Rzadko się zdarza, by na międzynarodowych spotkaniach politycznych vipów zajmowano się artykułami w prasie. Dlatego tak zaskakuje zachowanie Siergieja Ławrowa, ministra spraw zagranicznych Rosji, na posiedzeniu OBWE w Hamburgu. Ściślej - na konferencji prasowej w piątek wieczorem na zakończenie spotkania szefów dyplomacji kilkudziesięciu państw Europy, Ameryki Północnej i Azji, tworzących tę organizację.

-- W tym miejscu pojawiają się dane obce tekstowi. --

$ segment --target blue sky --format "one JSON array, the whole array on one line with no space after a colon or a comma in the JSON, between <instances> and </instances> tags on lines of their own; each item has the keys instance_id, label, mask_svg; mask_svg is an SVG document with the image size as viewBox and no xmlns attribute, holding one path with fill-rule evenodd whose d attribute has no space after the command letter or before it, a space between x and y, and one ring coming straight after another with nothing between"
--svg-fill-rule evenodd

Niepytany przez nikogo Ławrow wystąpił z oświadczeniem. Oskarżył media niemieckie – jak podaje jedno z nich, portal tygodnika „Der Spiegel" - że przodują na całym świecie w rusofobii. Co go do tego skłoniło? - Gościnny komentarz Juliana Reichelta, redaktora naczelnego portalu największego tabloidu „Bild", na łamach dziennika „Die Welt".
Reichelt skrytykował w komentarzu niemieckiego ministra spraw zagranicznych Franka-Waltera Steinmeiera za to, że na szczycie OBWE uścisnął dłoń „zbrodniarza wojennego", czyli Ławrowa. Dodał, że szef rosyjskiej dyplomacji jest współodpowiedzialny za wyniszczającą wojnę przeciwko syryjskim cywilom.
Jak pisze portal „Spiegla", Ławrow dowiedział się o komentarzu w Hamburgu od jednego ze swoich doradców. I nie wytrzymał. - Czy jest coś z prawdy w nazwaniu mnie zbrodniarzem to wojennym pozostawiam sumieniu niemieckich mediów (które przodują na świecie w rusofobii) – powiedział.
Co ciekawe komentarz Reichelta jest krytyką postawy Zachodu wobec wojny w Syrii, nosi tytuł „Zachód totalnie zawiódł w Aleppo". W tym krytyką postawy Niemiec, a jej elementem jest właśnie to, że Steinmeier uścisnął dłoń szefowi dyplomacji kraju, który bombarduje cywilów w syryjskiej metropolii.